At the very beginning, I mentioned PHP, and you might be wondering: if JSDA works almost like PHP, why not just use PHP?

First off, PHP is a hypertext preprocessor. Working with output formats other than HTML (XML) isn't always as painless as you'd like. PHP simply doesn't have a full equivalent to template literals like JS does.

Second, JavaScript is — whether you like it or not — the only programming language on the web that's fully and natively supported on both server and client.

Third, and most importantly, by using one language you can reuse the same entities in server and client code, write so-called "isomorphic" code, and SIGNIFICANTLY save on all development-related processes, including the mental ones in your head. You don't have to switch between languages, you don't have to write tons of separate configs, and your project is easier to test and maintain with fewer resources.

Thanks to isomorphism and a unified language, JSDA, while primarily a server technology, can easily and almost seamlessly be applied on the client when needed.

TypeScript

You can't get by without TS in modern development. However, TypeScript itself, being an important ecosystem tool for static analysis, contains a bunch of complexities and controversial aspects that surface as soon as you try to do something more intricate. If you've ever developed your own libraries — you'll immediately know what I'm talking about.

The author of these lines has come to use type declarations directly in JS code in JSDoc format, along with additional *.d.ts files, as the most balanced TypeScript practice. And I'm not alone in this — I'm seeing more and more experienced developers doing the same.

Applied to JSDA, this approach gives the following benefits:

• No additional build steps: each module can be a standalone endpoint
• The code that runs is exactly the code you wrote — no messing with sourceMap bugs during debugging
• No issues with following standards (for example, ESM identifiers include file extensions — in TS this isn't mandatory)
• JSDoc is more convenient for commenting + allows automated documentation generation, which is what it was designed for anyway

But if that's not your thing — you can totally use TypeScript syntax, it's perfectly compatible with JSDA principles.

AI

When working with AI assistants in development, we face one problem that for some reason isn't talked about much yet. AI tends to reproduce popular approaches and patterns without deep analysis of their efficiency and applicability in a specific case. AI is still pretty bad at that simplification thing I mentioned earlier. React became too bloated and slow? Doesn't matter — AI will suggest using it simply because there are more code examples online. In this regard, AI behaves like a junior developer, unable to take responsibility for architectural decisions that require making choices. Meanwhile, AI itself globally needs token consumption optimization, and this could well be reflected in the technologies we use. The simplicity of our solutions, including reducing the entities we operate with, should positively influence this situation. That's why it's important to create new minimalistic patterns like JSDA, which should overall have a positive impact on the industry.

Tools

Until now, I've been talking about JSDA as a set of conventions and an architectural principle, without tying it to specific tools and not forcing anyone to use anything particular. Of course, for anyone to actually use all this, there needs to be an ecosystem of solutions that let you quickly spin up a project and get first results as fast as possible. That's exactly what I've been working on lately. I'd love to get the community involved and move forward — together.

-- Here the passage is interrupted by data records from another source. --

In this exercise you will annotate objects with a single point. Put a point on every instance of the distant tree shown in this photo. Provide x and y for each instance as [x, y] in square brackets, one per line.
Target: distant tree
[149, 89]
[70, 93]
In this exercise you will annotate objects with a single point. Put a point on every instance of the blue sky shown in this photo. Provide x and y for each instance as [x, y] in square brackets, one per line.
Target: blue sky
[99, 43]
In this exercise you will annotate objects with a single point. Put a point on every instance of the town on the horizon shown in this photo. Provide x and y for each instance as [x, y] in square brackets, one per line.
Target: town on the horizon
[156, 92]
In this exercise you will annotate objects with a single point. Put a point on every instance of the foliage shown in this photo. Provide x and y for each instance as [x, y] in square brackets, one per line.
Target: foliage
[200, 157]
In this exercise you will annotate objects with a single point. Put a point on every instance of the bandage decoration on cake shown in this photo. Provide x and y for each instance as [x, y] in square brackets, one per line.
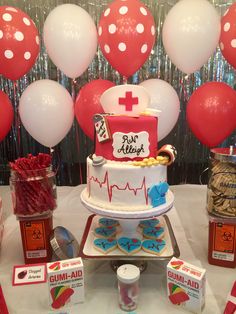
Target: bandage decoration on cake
[125, 164]
[60, 296]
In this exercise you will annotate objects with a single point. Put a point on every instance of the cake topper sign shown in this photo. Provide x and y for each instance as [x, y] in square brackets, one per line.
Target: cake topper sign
[130, 144]
[128, 99]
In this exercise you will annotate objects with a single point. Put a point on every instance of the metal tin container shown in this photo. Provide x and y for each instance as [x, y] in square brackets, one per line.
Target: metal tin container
[221, 192]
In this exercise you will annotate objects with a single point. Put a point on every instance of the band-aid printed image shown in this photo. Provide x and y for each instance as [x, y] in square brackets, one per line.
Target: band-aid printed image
[60, 296]
[177, 294]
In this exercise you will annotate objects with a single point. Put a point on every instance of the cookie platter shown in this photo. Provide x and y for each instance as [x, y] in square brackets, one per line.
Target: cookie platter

Here's what we have at the moment:

• JSDA Manifest – concept description
• JSDA-Kit – isomorphic toolkit for working with the JSDA stack
• Symbiote.js – library for efficient work with Web Components, enabling very flexible HTML handling
• JSDA repository template for quick start

Of everything listed, Symbiote.js is the most "mature" project—the rest is in active development, but you can try it out right now.

Also, we are working on a specialized CDN that, in addition to preliminary bundling and minification of modules, will automatically issue ready files in the final format (HTML, CSS, SVG, Markdown, JSON and so on).